Parte opposta ha dunque diritto al riconoscimento degli interessi legali di cui all'art. 1284, comma 1, c.c. dalla data di ciascuna rata scaduta sino alla domanda e da questa sino al saldo l'applicazione degli interessi di cui all'art. 1284, comma 4, c.c.
Parimenti la seconda censura, relativa alla domanda di interessi anatocistici, non è fondata.
Il riconoscimento di tali interessi, a fronte di una domanda specifica ed espressa in tal senso, risulta conforme al disposto dell'art. 1283 c.c.
Risultano infatti integrati tutti i requisiti normativamente previsti per il riconoscimento della legittimità della capitalizzazione degli interessi già scaduti e, in particolare: a) alla data della domanda giudiziale (ricorso monitorio del 28/02/2023) il debito era esigibile (avendo le parti previsto il pagamento del prezzo della cessione mediante n. 14 rate mensili di euro 5.000,00 ciascuno, decorrenti dal mese di giugno 2021) e il debitore era in mora (in particolare, nel caso di specie, trattasi di mora ex re, in virtù del disposto di cui all'art. 1219, comma 2, n. 3), c.c., essendo il pagamento del corrispettivo per la cessione un'obbligazione portable); b)
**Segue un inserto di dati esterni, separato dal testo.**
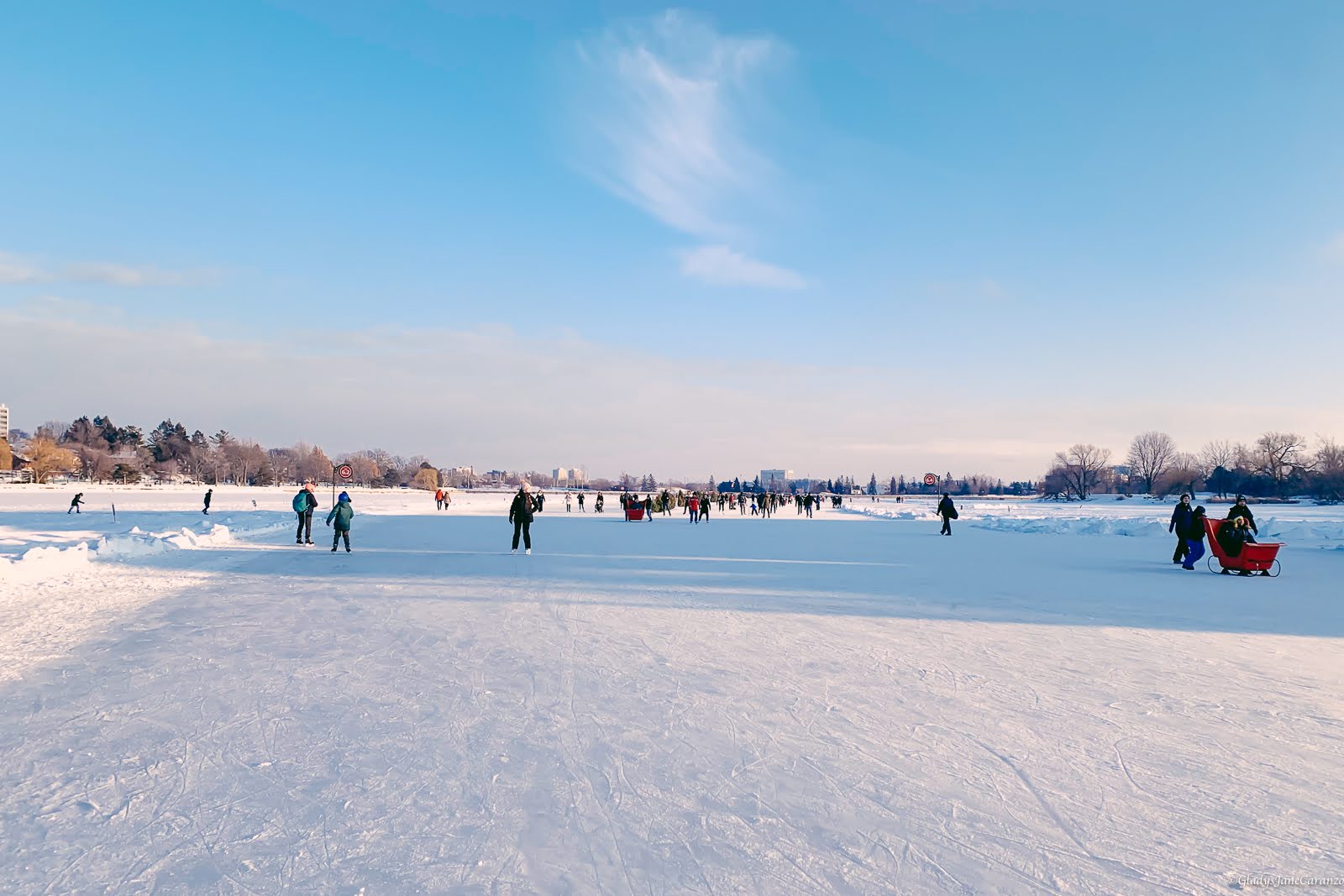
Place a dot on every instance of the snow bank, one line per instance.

l'attribuzione degli interessi anatocistici è stata oggetto, come detto, di una specifica domanda giudiziale del creditore (v. Cass. n. 5271/2002); c) la mora si è protratta, anteriormente al deposito del ricorso monitorio, per almeno sei mesi, cioè si tratta di crediti scaduti, a tale data, da oltre sei mesi (v. Cass. n. 1964/2002).
3.3. In conclusione, alla luce delle motivazioni esposte, l'opposizione deve essere integralmente rigettata e il decreto ingiuntivo opposto n. 226/2023 del 17/03/2023 del Tribunale di Varese è dichiarato definitivamente esecutivo.
4. Le spese di lite seguono la soccombenza e sono liquidate, come da dispositivo, in applicazione dei parametri medi del d.m. 55/2014, tenuto conto del valore della causa, del numero contenuto di questioni giuridiche trattate, ridotta ai minimi la fase istruttoria, stante la natura documentale della causa.
Per questi motivi
il Tribunale di Varese
pagina 8 di 9 in composizione monocratica
SEZIONE SECONDA civile definitivamente pronunciando, disattesa ogni altra domanda ed eccezione, così provvede:
1) rigetta integralmente l'opposizione;
2) per l'effetto conferma e dichiara definitivamente esecutivo il decreto ingiuntivo n. 226/2023 del
17/03/2023 del Tribunale di Varese;
3) condanna parte opponente a rimborsare in favore di parte opposta le spese di giudizio, che liquida in euro 5.077,00 per compensi, oltre 15% per spese generali, CPA ed IVA sugli importi imponibili.